Senate Intel panel head steps aside amid COVID-19 insider-trading probe

© POOL/AFP/File Andrew Harnik
AFP

Washington (AFP) – The Republican chairman of the powerful US Senate Intelligence committee stepped down from his position Thursday after the FBI seized his cellphone in a probe of alleged insider stock trading tied to the coronavirus pandemic.

Senate Majority Leader Mitch McConnell said Richard Burr would be stepping aside temporarily while the FBI investigation is ongoing.

“We agreed that this decision would be in the best interests of the committee and will be effective at the end of the day tomorrow,” McConnell said in a statement.

Burr is under investigation over whether he used his insider access to highly classified intelligence to sell stocks in February — before the coronavirus pandemic struck, and while Americans were being told the virus’s threat was low.

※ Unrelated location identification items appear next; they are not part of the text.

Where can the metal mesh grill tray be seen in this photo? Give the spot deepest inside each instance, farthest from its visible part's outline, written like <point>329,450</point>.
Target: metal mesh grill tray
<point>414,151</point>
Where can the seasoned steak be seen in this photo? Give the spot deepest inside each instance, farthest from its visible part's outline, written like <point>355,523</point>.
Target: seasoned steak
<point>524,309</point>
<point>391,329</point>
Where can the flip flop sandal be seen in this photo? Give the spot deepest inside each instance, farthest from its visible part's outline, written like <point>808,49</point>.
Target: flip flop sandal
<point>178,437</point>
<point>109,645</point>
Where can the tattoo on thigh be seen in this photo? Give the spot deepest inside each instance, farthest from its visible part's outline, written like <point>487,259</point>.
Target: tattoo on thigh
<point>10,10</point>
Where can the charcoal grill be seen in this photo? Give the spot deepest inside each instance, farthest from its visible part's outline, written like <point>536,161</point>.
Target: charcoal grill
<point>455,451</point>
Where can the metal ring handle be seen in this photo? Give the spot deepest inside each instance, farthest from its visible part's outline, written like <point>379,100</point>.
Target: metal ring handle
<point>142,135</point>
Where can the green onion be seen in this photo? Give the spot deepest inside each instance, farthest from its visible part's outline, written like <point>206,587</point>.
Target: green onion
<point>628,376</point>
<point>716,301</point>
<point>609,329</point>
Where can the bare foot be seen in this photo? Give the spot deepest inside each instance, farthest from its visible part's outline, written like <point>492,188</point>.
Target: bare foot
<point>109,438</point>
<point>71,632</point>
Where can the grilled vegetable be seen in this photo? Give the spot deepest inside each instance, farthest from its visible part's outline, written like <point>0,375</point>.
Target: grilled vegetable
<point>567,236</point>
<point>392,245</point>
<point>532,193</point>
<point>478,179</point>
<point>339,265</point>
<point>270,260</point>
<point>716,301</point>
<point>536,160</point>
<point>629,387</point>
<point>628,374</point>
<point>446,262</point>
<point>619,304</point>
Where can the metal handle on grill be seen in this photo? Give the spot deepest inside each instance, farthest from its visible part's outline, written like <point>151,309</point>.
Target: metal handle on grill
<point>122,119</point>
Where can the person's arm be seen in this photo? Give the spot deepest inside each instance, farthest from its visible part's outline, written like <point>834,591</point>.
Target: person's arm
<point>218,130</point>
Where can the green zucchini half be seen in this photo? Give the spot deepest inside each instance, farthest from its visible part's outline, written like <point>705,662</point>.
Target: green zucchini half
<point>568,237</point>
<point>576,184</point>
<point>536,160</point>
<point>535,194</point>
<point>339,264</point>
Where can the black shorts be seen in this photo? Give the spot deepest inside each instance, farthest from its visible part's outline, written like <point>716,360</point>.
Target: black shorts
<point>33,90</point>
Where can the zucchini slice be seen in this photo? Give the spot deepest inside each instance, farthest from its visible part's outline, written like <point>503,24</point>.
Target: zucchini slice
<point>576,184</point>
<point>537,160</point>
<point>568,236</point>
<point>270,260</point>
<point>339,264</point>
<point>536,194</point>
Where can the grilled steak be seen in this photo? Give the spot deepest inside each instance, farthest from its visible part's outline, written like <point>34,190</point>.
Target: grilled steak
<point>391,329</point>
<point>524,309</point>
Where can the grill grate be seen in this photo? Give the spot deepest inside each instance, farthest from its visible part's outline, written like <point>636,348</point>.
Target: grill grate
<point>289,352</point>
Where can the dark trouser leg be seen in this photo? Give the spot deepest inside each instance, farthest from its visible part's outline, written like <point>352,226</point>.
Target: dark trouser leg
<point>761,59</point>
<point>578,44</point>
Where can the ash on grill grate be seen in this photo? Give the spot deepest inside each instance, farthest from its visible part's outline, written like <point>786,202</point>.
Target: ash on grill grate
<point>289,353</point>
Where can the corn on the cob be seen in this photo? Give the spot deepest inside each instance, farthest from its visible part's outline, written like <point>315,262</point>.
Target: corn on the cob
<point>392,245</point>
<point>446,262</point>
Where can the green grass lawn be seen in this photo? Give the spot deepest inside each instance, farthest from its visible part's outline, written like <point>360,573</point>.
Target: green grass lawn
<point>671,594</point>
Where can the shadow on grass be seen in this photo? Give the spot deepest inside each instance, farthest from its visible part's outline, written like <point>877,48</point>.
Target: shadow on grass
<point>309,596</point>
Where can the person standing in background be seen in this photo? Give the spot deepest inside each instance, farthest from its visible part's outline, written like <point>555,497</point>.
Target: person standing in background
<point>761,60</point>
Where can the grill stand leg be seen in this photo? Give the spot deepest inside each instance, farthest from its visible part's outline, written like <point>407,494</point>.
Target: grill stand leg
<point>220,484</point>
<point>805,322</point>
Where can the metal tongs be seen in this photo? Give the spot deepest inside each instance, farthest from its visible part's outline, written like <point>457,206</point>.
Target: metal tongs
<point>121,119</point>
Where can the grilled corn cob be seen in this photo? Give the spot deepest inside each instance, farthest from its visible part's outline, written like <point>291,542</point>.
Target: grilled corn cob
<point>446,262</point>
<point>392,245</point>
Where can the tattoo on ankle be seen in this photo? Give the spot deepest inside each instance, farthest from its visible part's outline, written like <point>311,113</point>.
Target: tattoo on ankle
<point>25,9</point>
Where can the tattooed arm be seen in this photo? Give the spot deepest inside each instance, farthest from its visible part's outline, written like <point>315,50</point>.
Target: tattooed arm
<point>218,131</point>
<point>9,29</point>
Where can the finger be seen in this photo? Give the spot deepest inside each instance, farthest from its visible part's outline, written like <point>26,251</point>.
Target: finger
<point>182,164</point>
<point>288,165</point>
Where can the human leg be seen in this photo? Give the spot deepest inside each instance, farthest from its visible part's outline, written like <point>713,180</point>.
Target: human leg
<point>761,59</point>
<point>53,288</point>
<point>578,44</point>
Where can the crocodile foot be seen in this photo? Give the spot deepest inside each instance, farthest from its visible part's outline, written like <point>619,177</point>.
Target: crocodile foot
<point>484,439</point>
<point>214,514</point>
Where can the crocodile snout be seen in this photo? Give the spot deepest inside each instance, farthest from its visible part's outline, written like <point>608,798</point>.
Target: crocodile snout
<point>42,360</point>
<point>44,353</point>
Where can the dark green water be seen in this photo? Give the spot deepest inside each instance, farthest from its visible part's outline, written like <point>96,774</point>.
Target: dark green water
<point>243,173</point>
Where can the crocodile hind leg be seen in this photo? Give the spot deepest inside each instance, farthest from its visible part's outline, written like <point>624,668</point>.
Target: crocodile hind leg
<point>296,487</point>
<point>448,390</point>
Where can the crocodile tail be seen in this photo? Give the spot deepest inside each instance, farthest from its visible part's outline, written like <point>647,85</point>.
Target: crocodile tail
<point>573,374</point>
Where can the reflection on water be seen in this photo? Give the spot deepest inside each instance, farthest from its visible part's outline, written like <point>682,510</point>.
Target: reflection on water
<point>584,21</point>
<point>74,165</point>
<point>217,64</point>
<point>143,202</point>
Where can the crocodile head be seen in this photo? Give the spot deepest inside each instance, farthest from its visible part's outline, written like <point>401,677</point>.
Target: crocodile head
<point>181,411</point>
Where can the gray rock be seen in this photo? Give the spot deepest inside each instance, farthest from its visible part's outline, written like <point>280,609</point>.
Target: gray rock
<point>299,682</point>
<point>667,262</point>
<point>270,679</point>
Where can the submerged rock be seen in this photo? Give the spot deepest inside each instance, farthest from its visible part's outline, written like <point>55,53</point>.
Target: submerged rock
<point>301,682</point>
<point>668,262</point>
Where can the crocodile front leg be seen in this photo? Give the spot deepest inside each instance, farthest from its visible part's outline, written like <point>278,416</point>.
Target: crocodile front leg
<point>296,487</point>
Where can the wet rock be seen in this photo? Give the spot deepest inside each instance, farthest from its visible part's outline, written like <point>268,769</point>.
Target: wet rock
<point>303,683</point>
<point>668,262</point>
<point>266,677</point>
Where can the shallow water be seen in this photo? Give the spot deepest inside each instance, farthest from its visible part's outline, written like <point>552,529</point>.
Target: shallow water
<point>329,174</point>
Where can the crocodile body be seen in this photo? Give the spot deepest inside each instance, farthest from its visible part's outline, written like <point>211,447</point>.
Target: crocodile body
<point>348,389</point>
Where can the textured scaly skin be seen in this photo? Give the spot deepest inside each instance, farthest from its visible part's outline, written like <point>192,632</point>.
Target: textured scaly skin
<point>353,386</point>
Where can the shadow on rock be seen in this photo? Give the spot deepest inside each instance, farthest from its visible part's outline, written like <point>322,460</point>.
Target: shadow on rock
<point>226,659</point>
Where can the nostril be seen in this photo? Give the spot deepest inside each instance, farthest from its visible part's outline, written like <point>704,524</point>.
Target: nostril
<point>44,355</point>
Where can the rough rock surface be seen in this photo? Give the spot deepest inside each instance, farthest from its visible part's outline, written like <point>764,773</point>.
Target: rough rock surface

The Los Angeles Times said federal agents wielding a warrant seized his cellphone late Wednesday at his Washington home.

Earlier they accessed Burr’s personal files on his iCloud account, and information from that led them to the phone, the newspaper reported, quoting law enforcement officials.

NBC News also reported on the cellphone seizure, citing an unnamed senior law enforcement official.

Dumped stocks, warned donors

One of the most respected and relatively non-partisan Republican senators, the North Carolina lawmaker came under investigation after reports showed he had dumped stocks and warned donors of the looming COVID-19 pandemic in February — as the White House played down the danger.

Burr, who receives almost daily briefings from the US intelligence community on threats to the country, himself wrote on the Fox News website on February 7 that the US government was “better prepared than ever” for the COVID-19 virus, assuring Americans that they were well-protected.

But on February 13 the North Carolina senator and his wife suddenly sold off between $628,000 and $1.7 million in stocks, the ProPublica media group revealed in March, citing financial filings.

On the same day, Burr’s brother-in-law sold as much as $280,000 worth of shares, ProPublica reported last week.

Since then stock markets have plunged as the disease swept the world. Nearly 1.4 million Americans have been confirmed infected and over 84,000 died, more than any other country.

Burr, who receives much of the same intelligence that the White House does, clearly had a different private view of the threat than the government’s public stance.

Two weeks after his share sales, Trump assured the public that the 15 US coronavirus cases so far reported could be the peak.

The same day Burr told a private gathering of wealthy donors that coronavirus was a threat akin the 1918 Spanish Flu, which killed tens of millions.

“There’s one thing that I can tell you about this: It is much more aggressive in its transmission than anything that we have seen in recent history,” he said.